Pixel-based classification has become deficient with the vast increase in spectral information and spatial resolution of the images. Pixels are assigned to one of the categories considering its spectral, textural and contextual information. Thematic maps produced through a pixel-based classification can be noisy, since some pixels in the image can be atypical or mixed pixels. Object-based image analysis (OBIA) offers unique advantages and found robust in handling hyperspectral imagery with high spatial resolution. It is also effective to eliminate ‘salt and pepper effect’. Instead of pixel specific information, OBIA considers spectral, spatial and textural features of objects that are formed by merging similar or homogenous adjacent pixels in the image. OBIA is much closer to human vision than the per-pixel analysis (Addink et al. 2007). It has been reported by many researchers that object-based classification outperforms pixel-based classification (Gao et al. 2006; Kamal and Phinn 2011; Duro et al. 2012). The crucial stage of OBIA is the segmentation, in that the image is partitioned into homogenous parts, called image objects, that intrinsically have a strong correlation with real world features. Segmentation reduces the detail level and complexity, and makes image content more suitable for delineation (Lang 2008). These methods are usually categorised as pixel-based, edge-based and region-based. Multi-resolution segmentation, introduced by Baatz and Schäpe (2000), has been the one of the most widely-used method in the literature. It requires setting of three main parameters: scale, shape and compactness. Because of its relative impact on segmentation quality and subsequent classification accuracy, the selection of scale parameter is of crucial importance (Kim et al. 2011; Johnson 2013; Kavzoglu et al. 2017). Unsupervised and supervised scale selection methods have been proposed to compute optimum scale value for a given image. ESP-2 tool, developed by Drăguţ et al. (2014), was used to calculate the optimum value for the scale parameter. It should be noted that the tool has a limitation of maximum 30 input bands for estimating scale parameter, which also requires reduction in the number of bands.
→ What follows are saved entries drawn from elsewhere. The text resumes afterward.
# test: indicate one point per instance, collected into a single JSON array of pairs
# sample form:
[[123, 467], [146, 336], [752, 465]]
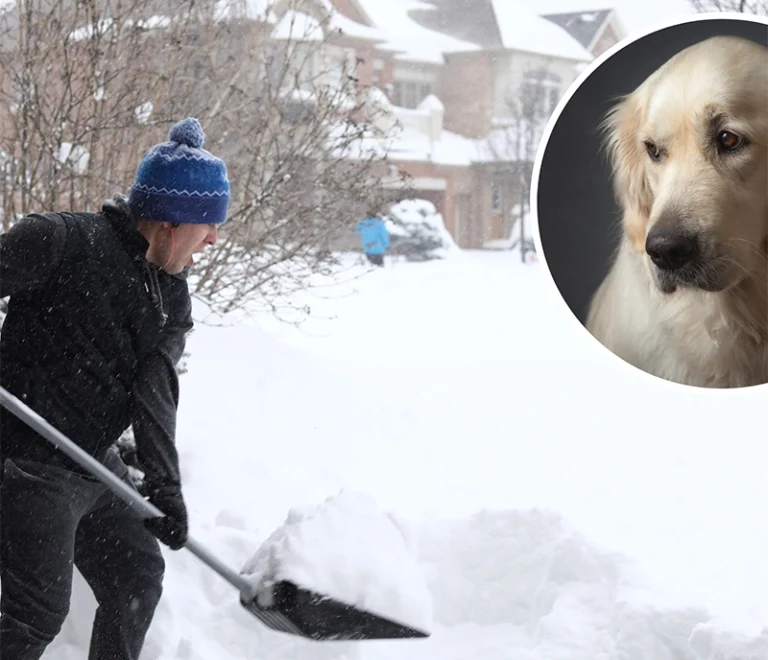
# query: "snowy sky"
[[636, 15]]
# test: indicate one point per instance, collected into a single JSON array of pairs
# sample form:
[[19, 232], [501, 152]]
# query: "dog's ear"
[[620, 129]]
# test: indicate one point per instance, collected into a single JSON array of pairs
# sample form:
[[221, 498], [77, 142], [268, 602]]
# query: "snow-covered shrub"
[[417, 231]]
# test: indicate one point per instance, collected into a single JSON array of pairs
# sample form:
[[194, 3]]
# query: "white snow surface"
[[350, 550], [557, 504], [523, 29], [411, 41]]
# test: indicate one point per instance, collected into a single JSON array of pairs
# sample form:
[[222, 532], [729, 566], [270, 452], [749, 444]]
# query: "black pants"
[[51, 520]]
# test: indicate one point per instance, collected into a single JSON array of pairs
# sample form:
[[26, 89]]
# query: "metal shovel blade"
[[301, 612]]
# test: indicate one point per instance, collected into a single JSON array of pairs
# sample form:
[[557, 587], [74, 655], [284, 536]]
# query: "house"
[[470, 84], [597, 30], [488, 73]]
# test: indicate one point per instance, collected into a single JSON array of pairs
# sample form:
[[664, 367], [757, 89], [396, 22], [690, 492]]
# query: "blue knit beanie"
[[179, 181]]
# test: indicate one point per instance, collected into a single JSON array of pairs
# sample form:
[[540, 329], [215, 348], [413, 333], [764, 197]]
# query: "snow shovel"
[[293, 610]]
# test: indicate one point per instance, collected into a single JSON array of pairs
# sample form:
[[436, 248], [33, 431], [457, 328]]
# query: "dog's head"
[[689, 152]]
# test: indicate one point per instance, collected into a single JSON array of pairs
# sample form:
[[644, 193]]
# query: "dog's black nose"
[[671, 249]]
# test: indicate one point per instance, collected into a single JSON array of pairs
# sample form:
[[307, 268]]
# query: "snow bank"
[[417, 229], [349, 550]]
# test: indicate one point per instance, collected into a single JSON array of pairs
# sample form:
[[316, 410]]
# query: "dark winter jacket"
[[92, 337]]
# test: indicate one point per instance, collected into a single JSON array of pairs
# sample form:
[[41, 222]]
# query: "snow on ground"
[[560, 505]]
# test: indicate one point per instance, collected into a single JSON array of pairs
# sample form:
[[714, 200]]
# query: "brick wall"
[[466, 88]]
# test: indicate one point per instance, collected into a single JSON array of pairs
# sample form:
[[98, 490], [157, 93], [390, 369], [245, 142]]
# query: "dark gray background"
[[579, 220]]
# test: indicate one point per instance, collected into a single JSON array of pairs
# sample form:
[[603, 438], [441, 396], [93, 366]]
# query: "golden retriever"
[[686, 298]]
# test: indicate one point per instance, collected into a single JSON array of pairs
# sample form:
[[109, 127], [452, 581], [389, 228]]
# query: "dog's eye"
[[653, 151], [729, 141]]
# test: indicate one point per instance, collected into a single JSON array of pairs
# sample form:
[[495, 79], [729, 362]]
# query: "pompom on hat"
[[180, 182]]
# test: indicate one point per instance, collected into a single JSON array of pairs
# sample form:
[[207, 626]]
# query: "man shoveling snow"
[[98, 314]]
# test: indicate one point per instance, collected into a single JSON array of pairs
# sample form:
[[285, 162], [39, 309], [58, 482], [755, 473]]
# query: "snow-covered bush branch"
[[88, 87]]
In this study, performances of parametric and non-parametric classifiers were tested on 200-band AVIRIS hyperspectral imagery, namely the publicly available Indian Pines data, using pixel- and object-based classification approaches. Nearest neighbour (NN) algorithm was selected as parametric classifier while random forest (RF) was selected as non-parametric classifier. Due to the correlation between the spectral bands and limited ground reference data, the dimension of the dataset was reduced by applying PCA and sequential forward selection based on Jeffries–Matusita (JM) distance. Performances of the methods were compared using overall accuracy and Kappa coefficient, and performance differences were analysed using Chi squared McNemar’s test.

Study Area and Dataset

The Indian Pines scene recorded by the AVIRIS sensor in June 12, 1992 was used in this study. The study site covers a mixed forest-agricultural land in Northwestern Indiana, USA. The ground truth data which delineates 16 classes was gathered by Landgrabe and his students in June 1992 (Jackson and Landgrebe 2001). The image bundle with additional materials including calibration information is available online at https://purr.purdue.edu/publications/1947/1. The image is in the size of 145 by 145 pixels with 16-bit radiometric resolution and 20-m spatial resolution. The data set contains 220 spectral bands ranging from 0.2 to 2.4 µm, 20 of which (bands 104–108, 150–163, 220) covering the region of water absorption were removed. The data set is freely available for the purpose of conducting scientific research. There are 16 LULC classes in the original Indian Pine image, but 7 classes were discarded due to their limited sample sizes. As a result, 9 LULC classes were selected for this research study (Fig. 1). Approximately 30% samples for each class randomly chosen from the ground truth as training samples and the rest was used in validation process. The data set is regarded as a challenging classification problem because of two main reasons. Firstly, the crops in the study site (mainly corn and soybeans) were very early in their growth cycle (about 5% canopy cover), and secondly the imagery has moderate spatial resolution of 20 m, causing high number of mixed pixels (Plaza et al. 2009).

Fig. 1
figure 1

Ground reference data for Indian Pines image

Methodology

Dimensionality Reduction

The dimension of the 200-band dataset was reduced using sequential forward selection (SFS) and principal component analysis (PCA). The SFS method begins by seeking the best individual band and then evaluates the other bands one at a time to locate the second band performing best with the first one. This process ends when a desired number of bands are selected. This strategy may reach a sub-optimal solution because selected bands cannot be discarded later, and there may be interactions between the selected bands (Kavzoglu and Mather 2002). In this study, Jeffries–Matusita (JM) distance, which is a saturating transformation applied to the Bhattacharyya distance, was used as a fitness measure to evaluate the quality of band combinations. Eventually, sequential forward selection process was applied with JM distance to seek the optimum 30 bands for the 200-band test image.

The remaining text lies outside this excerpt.